Die drei Muster, mit denen weiter gekürzt wird
Erstens die Behauptung, der Geschädigte habe die Werkstatt nicht überwacht — obwohl der BGH gerade festgestellt hat, dass er das nicht muss. Dieses Argument steht gleichwohl in fast jeder Klageerwiderung, meist ohne konkreten Anhaltspunkt. Es scheitert regelmäßig, kostet aber Zeit.
Zweitens der Verweis auf Stundenverrechnungssätze, die auf keinem realen Markt gelten. Hier lohnt die Nachfrage, welche Betriebe konkret gemeint sind, ob sie den Reparaturumfang tatsächlich ausführen könnten und ob sie zum Unfallzeitpunkt freie Kapazität hatten. Häufig bleibt davon nichts übrig.
Drittens die Aufforderung, der Geschädigte möge doch selbst gegen die Werkstatt vorgehen. Das ist der zynischste Punkt. Er verlagert einen Prozess, den der Versicherer nach der Abtretung selbst führen könnte, auf den Geschädigten — samt dessen Kostenrisiko und dessen Verhältnis zur Werkstatt vor Ort.
Was das für die Praxis heißt
Für Geschädigte: die Rechnung nicht vorschnell bezahlen, solange der Versicherer kürzt. Die unbezahlte Rechnung ist rechtlich die stärkere Position. Wer zahlen muss, weil die Werkstatt das Fahrzeug sonst nicht herausgibt, sollte das dokumentieren und unter Vorbehalt zahlen.
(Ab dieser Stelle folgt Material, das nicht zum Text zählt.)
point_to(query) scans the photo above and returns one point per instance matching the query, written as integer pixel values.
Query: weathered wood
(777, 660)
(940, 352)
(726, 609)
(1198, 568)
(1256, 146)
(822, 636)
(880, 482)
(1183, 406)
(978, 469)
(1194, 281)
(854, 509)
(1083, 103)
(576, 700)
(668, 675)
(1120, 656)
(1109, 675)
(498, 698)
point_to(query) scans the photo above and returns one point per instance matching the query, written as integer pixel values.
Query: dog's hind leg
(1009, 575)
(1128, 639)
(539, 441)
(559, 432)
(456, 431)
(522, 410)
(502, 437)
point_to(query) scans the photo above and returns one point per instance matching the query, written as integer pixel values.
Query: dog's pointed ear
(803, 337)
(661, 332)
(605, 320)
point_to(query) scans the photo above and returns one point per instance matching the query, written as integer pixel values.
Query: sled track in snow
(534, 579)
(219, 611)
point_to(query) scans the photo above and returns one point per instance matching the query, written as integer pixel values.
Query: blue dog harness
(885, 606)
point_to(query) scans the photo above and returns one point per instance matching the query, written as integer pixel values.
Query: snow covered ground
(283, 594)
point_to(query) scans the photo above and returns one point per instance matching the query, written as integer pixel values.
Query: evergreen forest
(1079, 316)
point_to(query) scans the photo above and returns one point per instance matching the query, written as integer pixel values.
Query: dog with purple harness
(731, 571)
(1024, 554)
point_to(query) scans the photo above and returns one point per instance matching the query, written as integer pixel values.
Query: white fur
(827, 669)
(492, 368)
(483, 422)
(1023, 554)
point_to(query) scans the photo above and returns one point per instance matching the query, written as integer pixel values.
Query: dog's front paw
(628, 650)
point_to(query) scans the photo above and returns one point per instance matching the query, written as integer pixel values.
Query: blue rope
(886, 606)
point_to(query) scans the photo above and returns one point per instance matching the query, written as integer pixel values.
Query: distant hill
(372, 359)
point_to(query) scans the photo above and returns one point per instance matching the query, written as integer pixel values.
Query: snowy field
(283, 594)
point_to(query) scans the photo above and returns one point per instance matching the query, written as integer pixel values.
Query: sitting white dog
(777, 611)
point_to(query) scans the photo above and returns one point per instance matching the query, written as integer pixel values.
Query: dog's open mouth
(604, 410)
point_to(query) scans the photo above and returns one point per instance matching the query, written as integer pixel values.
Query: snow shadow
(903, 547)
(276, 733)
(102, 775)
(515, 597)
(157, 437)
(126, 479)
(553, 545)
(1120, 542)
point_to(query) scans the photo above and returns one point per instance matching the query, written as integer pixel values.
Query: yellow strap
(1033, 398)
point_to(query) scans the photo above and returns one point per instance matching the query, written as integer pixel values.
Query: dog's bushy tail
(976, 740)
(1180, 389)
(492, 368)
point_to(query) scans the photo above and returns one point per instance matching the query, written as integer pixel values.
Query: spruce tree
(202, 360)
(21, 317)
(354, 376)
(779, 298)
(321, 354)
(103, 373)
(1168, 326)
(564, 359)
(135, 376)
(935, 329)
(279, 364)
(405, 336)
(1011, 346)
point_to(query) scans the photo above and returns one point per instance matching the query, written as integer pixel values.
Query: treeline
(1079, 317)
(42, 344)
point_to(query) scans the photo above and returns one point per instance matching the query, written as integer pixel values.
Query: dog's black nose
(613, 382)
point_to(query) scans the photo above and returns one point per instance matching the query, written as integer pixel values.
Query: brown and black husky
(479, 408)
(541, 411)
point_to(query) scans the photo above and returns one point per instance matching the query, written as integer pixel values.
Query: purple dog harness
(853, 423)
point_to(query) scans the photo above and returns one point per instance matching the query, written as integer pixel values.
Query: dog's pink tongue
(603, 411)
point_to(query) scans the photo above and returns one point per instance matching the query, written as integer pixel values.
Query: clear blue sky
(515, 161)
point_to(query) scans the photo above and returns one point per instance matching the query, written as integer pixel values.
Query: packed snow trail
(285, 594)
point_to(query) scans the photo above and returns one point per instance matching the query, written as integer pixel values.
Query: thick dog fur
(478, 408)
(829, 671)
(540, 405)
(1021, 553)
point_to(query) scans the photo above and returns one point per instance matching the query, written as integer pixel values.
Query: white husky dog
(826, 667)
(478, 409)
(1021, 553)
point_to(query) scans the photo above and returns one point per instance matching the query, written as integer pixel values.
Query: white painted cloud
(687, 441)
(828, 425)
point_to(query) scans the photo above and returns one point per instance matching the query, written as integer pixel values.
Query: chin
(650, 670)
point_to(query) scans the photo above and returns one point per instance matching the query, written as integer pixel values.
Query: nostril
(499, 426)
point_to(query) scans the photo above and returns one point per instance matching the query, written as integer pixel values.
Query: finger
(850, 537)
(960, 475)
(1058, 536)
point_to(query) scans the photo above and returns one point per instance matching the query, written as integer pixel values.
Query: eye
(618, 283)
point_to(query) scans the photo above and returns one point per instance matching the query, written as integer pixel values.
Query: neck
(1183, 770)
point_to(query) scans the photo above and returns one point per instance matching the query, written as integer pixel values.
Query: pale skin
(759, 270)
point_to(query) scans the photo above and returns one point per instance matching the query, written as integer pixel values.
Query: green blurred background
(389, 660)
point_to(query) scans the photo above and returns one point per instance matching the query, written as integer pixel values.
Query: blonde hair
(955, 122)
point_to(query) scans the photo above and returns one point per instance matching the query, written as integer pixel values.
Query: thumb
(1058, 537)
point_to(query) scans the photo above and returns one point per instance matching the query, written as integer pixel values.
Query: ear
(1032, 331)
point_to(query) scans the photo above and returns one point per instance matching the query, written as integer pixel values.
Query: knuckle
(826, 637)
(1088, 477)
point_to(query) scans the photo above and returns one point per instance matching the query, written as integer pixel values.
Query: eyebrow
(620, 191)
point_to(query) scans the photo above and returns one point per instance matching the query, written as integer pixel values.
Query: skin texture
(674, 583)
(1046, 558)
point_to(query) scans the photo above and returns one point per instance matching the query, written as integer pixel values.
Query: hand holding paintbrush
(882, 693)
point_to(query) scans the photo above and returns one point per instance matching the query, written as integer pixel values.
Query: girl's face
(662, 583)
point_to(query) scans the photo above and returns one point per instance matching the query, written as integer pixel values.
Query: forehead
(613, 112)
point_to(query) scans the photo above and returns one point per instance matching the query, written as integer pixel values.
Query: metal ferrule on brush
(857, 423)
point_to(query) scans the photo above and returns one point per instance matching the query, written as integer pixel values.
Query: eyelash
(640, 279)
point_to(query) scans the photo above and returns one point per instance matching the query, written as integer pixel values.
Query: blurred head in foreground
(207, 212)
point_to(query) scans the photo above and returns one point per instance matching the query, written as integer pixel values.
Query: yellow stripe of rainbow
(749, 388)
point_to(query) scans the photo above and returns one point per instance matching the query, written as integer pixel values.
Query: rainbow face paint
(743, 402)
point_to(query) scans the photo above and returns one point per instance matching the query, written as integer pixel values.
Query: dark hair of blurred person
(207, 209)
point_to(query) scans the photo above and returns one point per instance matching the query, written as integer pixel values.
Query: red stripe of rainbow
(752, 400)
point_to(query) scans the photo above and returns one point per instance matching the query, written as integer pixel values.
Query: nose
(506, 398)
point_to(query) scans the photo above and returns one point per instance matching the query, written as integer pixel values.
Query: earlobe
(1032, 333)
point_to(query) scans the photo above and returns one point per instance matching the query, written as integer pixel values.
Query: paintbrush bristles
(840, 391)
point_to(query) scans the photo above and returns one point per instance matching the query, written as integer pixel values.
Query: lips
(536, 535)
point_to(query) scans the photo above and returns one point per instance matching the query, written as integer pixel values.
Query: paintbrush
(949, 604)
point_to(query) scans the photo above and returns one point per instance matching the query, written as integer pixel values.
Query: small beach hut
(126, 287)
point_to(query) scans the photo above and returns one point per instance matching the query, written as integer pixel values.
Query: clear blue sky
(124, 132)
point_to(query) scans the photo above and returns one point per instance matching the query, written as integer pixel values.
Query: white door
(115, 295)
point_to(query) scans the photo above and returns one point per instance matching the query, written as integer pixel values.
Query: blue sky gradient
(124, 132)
Für Werkstätten: die Rechnung so aufbauen, dass sie sich mit dem Gutachten abgleichen lässt. Abweichungen sind zulässig und oft unvermeidlich — Schäden zeigen sich erst nach der Demontage. Aber sie sollten erkennbar begründet sein, am besten mit einem kurzen Nachtrag zum Gutachten.
Für Sachverständige: Wer im Gutachten sauber begründet, warum eine Position anfällt, nimmt dem Prüfbericht die Angriffsfläche. Ein Gutachten, das nur Zahlen nennt, lädt zur Kürzung ein.